Cartas de amor #1
Donde cuento mi experiencia en el terreno de escribir cartas de amor
Hace poco leí en Teoría de la noche, de María Moreno, una cosa que me gustó mucho. Hablaba ella del no-arte de escribir, y decía lo siguiente: “No escriban nunca, pero nunca, cartas de escritor, de esas que contienen una sarta de verdades acerca del universo, aspirantes a ser volcadas ante los pies de la posteridad. Si no nos sale, digan la verdad. Por ejemplo, si estaban a punto de escribir Estoy perdiendo las esperanzas, pero luego les pareció demasiado cursi, escriban: Iba a escribir que estaba perdiendo las esperanzas, pero luego me pareció demasiado cursi”. Creo que es un consejo genial, eso de no aspirar a la excelencia y a la posteridad, ese explicitar las dudas y los no-saberes, así que se lo copio aquí, en esta primera carta:
No sé bien cómo dirijirme a vosotras. No sé si poner “Queridas” o si poner “Hola” o si directamente no poner nada. Siento que tengo que saludaros de alguna forma, ahora que sé que estáis ahí, al otro lado de la notificación que os avisa de mi escritura. Siento además que es más chulo así, como si de verdad fuera esto una carta (quiero que lo sea) que os envío desde mi casa a la vuestra. Así que bueno, no sé, hola a todas, espero de verdad que estéis muy bien o al menos (y sobre todo) muy tranquilas. Yo lo intento, aunque no siempre me sale.

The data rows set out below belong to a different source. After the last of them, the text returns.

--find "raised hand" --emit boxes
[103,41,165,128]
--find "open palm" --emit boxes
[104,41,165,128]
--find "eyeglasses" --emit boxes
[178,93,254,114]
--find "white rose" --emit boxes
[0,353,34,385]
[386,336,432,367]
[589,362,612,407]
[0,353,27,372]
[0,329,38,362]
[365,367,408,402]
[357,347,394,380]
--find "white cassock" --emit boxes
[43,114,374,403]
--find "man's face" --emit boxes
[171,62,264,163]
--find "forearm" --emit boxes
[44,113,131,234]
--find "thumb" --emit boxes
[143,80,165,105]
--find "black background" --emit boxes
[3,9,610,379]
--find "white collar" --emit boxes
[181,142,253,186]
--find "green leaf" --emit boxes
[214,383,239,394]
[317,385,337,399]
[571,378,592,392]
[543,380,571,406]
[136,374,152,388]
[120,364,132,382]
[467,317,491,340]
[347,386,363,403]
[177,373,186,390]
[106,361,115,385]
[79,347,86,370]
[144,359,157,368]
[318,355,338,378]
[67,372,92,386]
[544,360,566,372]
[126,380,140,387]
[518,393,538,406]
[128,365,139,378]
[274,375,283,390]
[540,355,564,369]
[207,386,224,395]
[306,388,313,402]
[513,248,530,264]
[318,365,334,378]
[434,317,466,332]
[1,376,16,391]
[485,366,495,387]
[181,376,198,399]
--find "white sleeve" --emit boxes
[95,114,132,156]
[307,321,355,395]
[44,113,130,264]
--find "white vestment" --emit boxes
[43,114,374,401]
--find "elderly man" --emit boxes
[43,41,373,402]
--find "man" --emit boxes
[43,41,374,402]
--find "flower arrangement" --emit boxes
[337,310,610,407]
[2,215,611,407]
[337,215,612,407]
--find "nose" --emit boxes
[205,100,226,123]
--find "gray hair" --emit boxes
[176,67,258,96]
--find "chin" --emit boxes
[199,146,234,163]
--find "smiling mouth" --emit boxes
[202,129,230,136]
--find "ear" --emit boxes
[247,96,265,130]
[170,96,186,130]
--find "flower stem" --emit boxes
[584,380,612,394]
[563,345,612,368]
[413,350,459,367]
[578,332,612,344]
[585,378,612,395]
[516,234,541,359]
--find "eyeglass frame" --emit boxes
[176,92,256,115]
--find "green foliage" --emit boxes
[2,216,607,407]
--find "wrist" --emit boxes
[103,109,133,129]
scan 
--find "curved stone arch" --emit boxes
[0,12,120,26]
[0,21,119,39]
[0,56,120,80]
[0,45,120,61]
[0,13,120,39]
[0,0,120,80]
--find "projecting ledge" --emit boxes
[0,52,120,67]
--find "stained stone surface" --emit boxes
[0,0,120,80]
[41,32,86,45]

En esta primera carta me apetece mucho rememorar mi experiencia en el terreno de la escritura de cartas, que la verdad, no es por echarme flores, pero es bastante. La gran condena de mi madre fue leerme desde muy pequeña y llevarme a bibliotecas a pasar las tardes, así que le salió una hija repipi que se divertía mucho en soledad, leyendo y escribiendo cosas rarísimas. De esos ejercicios de escritura -que considero mis mejores obras, ojalá algún día volver a ser tan genial- sobre todo salían cuentos, pero a veces también surgían cartas.

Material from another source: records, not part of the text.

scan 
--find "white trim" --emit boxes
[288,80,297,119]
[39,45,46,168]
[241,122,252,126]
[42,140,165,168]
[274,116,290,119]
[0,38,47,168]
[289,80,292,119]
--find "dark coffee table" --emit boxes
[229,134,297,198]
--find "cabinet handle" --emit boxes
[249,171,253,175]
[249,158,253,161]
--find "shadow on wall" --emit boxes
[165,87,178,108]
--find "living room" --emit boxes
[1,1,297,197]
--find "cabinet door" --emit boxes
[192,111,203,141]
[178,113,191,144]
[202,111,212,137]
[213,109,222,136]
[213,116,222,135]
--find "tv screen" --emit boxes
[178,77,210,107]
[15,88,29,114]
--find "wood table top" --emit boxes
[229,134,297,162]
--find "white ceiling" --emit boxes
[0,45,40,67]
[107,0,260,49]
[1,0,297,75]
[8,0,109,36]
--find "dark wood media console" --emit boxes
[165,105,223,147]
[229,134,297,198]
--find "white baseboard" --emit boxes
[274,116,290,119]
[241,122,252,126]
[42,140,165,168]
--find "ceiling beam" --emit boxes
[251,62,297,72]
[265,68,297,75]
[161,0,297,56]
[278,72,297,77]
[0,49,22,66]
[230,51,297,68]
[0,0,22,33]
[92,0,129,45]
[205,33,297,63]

Las cartas fueron escritas, en un primer momento, como objetos fugaces que volaban de pupitre en pupitre en mis clases de Primaria. Arrancaba una hoja del cuaderno de rayas, me la ponía en las rodillas, debajo de la mesa, y escribía con letra temblorosa a mi amiga o a la persona de la que estuviera enamorada en ese momento (que en muchas ocasiones coincidía que era, justamente, mi amiga). Nunca se me he dado bien dibujar, pero casi siempre adornaba el papel con alguna floritura, o marcaba palabras concretas con bolis de colores brillantes para que así quedaran mejor. Inventé en ese tiempo muchas formas ingeniosas de hacer llegar mis cartas para que no me pillara el maestro: enrolladas en los capuchones de los bolis, en forma de avión, de pelota, o directamente en varios cuadrados y pasada de mano en mano.

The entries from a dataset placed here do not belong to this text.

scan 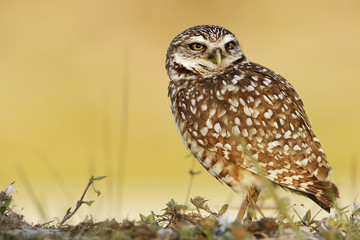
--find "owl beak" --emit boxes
[212,49,222,66]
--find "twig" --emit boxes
[59,176,106,226]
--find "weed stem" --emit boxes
[59,177,94,226]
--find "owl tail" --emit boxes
[279,181,339,213]
[308,181,339,212]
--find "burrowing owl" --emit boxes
[166,25,338,219]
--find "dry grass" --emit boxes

Después de ese primer momento de cartas llegó el instituto, y las notitas de clase fueron desapareciendo poco a poco: ya no hacía falta ser discreta, si quería hablar lo hacía en susurros, aunque me llamaran la atención mil y una veces. Creí que entonces mi aventura con las cartas se había acabado, pero de hecho no fue así. Tuve la suerte de ser una de esas niñas que hicieron amigas en internet -amigas de verdad, de mi edad, no hombres creepy que fingen tener 14 años- tan repipis como yo, muy dispuestas a corresponderme en mi deseo de escapar de mi entonces nada satisfactorio pueblo. Así que, como los mensajes directos de Twitter no eran suficientes para nosotras, que queríamos vivir la experiencia Amélie Poulain al completo, empezamos a mandarnos cartas. Esta vez eran mucho más elaboradas, con ese tono tan grandilocuente de las adolecentes que resulta muy divertido cuando lo lees más mayor. Conservo todas estas cartas guardadas en el cementerio que es mi cuarto de la adolescencia, junto a collares de chapas de latas -en ese entonces me dio por coleccionarlas-, pósters de My chemical romance y medias rajadas. A veces vuelvo a leerlas y me conmuevo mucho. Como solo tengo las que mis amigas me mandaban, me encanta imaginar, a partir de sus respuestas, qué era lo que les escribía yo a ellas, qué les contaba, cómo escribía entonces. Creo que nunca he vuelto a estar tan emocionada como en ese momento en el que les escribía a mis amigas de internet. En los años siguiente he escrito algunas cartas a otras amigas que vivían lejos, pero nunca ha vuelto a ser lo mismo. Nunca lo será, supongo. Toca ir aceptándolo.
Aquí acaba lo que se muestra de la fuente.